A fragmented approach often means that there is an unnecessary duplication of data and systems, and
inconsistencies in risk-perspectives.
A Layered Approach
A risk management framework can be made more robust by layering it so that it is based on multiple pillars which
mutually re-enforce one another. In this context some 'duplication' is not always a bad thing.
An Informed Approach
Risk managers need to have a deep understanding of the things that they are managing - this is a particular challenge
in some areas of finance, where complex financial instruments can be created and traded very quickly.

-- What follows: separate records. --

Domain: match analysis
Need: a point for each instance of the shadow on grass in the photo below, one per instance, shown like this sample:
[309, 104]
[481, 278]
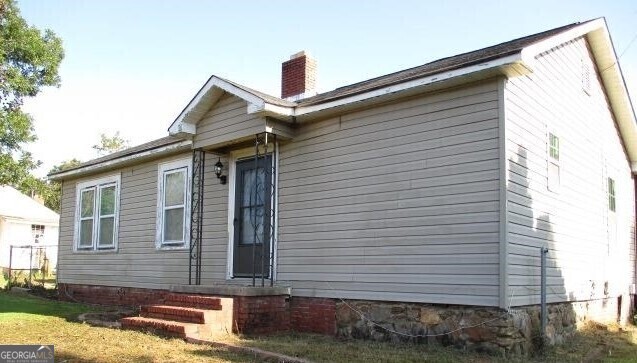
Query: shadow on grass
[71, 358]
[218, 353]
[26, 304]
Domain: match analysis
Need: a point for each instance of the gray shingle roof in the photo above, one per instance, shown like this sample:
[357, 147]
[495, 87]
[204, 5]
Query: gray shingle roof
[437, 66]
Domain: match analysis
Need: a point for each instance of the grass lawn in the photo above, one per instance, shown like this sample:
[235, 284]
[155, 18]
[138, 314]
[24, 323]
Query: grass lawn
[26, 319]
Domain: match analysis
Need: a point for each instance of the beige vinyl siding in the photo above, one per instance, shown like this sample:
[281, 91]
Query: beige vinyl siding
[573, 221]
[398, 202]
[227, 122]
[137, 263]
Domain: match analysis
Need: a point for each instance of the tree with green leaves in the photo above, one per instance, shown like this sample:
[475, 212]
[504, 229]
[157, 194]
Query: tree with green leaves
[110, 144]
[29, 61]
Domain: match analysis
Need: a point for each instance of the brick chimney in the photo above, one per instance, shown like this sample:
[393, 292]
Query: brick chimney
[298, 77]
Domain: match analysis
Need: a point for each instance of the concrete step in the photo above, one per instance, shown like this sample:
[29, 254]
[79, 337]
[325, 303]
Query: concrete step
[176, 313]
[193, 301]
[166, 327]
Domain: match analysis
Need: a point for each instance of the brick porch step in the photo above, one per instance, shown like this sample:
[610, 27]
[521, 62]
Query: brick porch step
[175, 313]
[165, 327]
[193, 301]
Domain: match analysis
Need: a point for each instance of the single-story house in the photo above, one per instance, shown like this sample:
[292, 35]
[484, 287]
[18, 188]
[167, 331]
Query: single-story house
[31, 228]
[405, 205]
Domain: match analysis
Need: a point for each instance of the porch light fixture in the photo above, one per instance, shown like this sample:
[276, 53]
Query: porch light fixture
[219, 171]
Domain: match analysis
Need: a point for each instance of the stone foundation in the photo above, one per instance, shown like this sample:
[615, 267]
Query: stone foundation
[485, 329]
[475, 328]
[313, 315]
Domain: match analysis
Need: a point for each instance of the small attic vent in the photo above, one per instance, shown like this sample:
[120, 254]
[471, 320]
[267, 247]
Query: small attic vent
[586, 77]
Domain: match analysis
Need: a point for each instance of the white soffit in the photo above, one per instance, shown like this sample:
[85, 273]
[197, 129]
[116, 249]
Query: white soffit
[599, 39]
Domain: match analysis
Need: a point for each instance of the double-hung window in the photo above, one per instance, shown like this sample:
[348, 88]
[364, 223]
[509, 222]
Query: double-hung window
[173, 205]
[97, 214]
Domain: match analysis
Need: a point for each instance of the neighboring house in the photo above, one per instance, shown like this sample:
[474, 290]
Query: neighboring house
[26, 222]
[420, 197]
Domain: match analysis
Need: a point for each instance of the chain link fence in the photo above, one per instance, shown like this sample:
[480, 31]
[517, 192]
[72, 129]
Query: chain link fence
[32, 265]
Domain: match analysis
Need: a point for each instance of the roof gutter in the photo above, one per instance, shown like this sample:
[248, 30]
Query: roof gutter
[144, 155]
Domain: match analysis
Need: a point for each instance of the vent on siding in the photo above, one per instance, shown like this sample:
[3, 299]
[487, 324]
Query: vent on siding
[586, 77]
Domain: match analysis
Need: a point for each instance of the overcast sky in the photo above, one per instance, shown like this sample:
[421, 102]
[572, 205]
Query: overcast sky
[132, 66]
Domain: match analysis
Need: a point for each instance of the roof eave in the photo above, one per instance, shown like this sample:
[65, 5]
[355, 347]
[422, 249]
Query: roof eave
[601, 44]
[186, 122]
[124, 160]
[509, 65]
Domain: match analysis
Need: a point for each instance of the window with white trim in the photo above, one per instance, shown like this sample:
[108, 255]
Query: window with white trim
[97, 214]
[553, 162]
[173, 205]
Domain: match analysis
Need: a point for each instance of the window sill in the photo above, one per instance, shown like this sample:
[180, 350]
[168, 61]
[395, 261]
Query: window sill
[169, 247]
[92, 251]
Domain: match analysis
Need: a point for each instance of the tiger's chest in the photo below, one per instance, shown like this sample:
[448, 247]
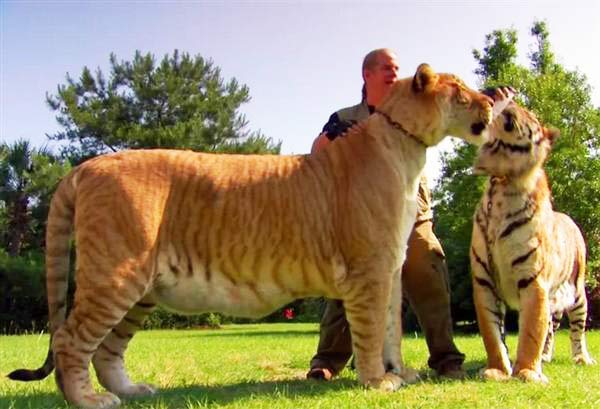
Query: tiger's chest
[515, 244]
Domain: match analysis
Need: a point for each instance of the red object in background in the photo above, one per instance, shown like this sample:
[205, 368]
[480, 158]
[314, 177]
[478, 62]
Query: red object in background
[288, 313]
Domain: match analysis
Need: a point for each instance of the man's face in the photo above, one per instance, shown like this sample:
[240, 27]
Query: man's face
[380, 78]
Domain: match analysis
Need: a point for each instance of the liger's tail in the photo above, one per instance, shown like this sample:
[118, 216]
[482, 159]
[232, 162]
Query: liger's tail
[58, 235]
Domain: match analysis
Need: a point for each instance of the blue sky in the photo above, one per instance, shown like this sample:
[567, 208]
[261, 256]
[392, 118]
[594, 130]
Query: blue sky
[300, 59]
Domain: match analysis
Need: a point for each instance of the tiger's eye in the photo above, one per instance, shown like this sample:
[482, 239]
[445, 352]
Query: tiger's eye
[509, 122]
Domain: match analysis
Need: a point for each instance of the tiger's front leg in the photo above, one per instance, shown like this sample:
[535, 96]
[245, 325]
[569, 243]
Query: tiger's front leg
[392, 351]
[533, 328]
[490, 312]
[366, 303]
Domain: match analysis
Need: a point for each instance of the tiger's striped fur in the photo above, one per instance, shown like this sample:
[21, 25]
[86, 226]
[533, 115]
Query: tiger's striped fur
[244, 235]
[524, 254]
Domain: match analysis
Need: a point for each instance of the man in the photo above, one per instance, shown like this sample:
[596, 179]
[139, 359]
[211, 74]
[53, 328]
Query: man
[424, 274]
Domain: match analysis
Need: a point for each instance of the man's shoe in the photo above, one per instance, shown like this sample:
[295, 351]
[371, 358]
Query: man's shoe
[319, 374]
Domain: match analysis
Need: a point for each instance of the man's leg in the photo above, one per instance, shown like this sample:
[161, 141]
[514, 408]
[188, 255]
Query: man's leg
[425, 281]
[335, 343]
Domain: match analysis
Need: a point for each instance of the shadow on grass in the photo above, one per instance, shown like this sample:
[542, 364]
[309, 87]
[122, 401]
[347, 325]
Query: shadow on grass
[181, 397]
[198, 395]
[227, 333]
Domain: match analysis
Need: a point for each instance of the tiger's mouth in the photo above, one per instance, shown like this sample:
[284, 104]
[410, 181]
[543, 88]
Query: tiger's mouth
[478, 127]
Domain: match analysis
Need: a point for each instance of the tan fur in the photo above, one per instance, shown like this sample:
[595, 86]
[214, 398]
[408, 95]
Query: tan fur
[524, 254]
[244, 235]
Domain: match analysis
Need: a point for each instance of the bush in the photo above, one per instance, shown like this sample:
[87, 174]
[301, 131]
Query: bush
[23, 305]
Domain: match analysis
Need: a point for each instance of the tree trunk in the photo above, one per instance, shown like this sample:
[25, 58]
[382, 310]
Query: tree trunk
[17, 225]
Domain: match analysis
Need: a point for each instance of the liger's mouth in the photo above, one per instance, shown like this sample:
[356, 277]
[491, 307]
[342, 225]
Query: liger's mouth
[478, 127]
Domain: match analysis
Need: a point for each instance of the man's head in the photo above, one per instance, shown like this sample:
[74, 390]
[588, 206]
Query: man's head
[379, 70]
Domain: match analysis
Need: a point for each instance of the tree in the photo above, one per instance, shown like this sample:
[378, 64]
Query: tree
[560, 98]
[28, 177]
[181, 102]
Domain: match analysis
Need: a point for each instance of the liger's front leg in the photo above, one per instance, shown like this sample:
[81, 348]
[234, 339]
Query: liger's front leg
[392, 351]
[366, 303]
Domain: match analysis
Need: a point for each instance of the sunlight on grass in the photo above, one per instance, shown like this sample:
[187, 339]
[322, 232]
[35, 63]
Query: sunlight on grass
[263, 366]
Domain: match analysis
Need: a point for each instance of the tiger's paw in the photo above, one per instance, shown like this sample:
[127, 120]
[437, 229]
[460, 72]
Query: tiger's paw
[584, 359]
[104, 400]
[389, 382]
[494, 374]
[528, 375]
[137, 390]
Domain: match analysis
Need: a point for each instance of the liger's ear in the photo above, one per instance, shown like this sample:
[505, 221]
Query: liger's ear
[425, 79]
[551, 134]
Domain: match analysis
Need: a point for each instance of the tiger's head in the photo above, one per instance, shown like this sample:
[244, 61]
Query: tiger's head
[518, 144]
[433, 105]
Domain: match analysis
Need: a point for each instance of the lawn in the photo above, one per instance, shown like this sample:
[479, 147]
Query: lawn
[263, 366]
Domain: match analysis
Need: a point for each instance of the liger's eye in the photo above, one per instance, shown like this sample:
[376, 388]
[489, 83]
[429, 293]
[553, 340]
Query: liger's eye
[509, 122]
[462, 98]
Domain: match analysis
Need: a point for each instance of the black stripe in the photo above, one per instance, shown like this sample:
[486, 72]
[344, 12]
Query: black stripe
[524, 257]
[524, 283]
[110, 351]
[121, 336]
[484, 283]
[576, 322]
[498, 314]
[481, 262]
[132, 321]
[515, 225]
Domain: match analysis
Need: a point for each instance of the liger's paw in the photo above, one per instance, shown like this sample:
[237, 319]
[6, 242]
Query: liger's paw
[584, 359]
[528, 375]
[410, 375]
[104, 400]
[494, 374]
[389, 382]
[137, 390]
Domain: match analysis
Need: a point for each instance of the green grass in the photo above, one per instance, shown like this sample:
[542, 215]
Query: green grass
[263, 366]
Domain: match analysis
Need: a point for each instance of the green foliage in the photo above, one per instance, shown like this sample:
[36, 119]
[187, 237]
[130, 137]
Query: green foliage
[560, 98]
[179, 102]
[161, 318]
[22, 294]
[28, 177]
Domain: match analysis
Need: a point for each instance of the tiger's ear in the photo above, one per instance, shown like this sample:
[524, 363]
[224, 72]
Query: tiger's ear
[551, 134]
[424, 79]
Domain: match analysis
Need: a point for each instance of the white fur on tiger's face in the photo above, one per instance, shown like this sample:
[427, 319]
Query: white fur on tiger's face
[245, 235]
[524, 255]
[517, 144]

A Systems-Enabled Approach
Systems should be able to support and enable business processes, including risk management, rather than
constraining them.
Business processes should drive systems requirements, rather than business processes being driven by the limitations
of poor systems.
A Model-Aware Approach
Where models are used to quantify risk, risk managers need to understand them in sufficient detail to know how
to interpret the results. This includes what they can and can't be used for, and what their assumptions and
shortcomings are.
A Practical Approach
Experience and informed common sense are always at least as important as the results of statistical models - this
sometimes gets forgotten in the understandable desire to quantify and analyse.
An Independent Approach
Management frameworks should be structured so that it is not possible for risk management decisions to be confused or
influenced in an inappropriate way.
An Incentivised Approach
It is important that risk managers are properly incentivised for what they do, which is often about saying
'No' and appearing to stand in the way of short-term profit.
It would be very hard to convince most people who have ever worked in the financial world that risk managers
who prevent losses would receive anything like the same rewards as traders who make profits of a similar size.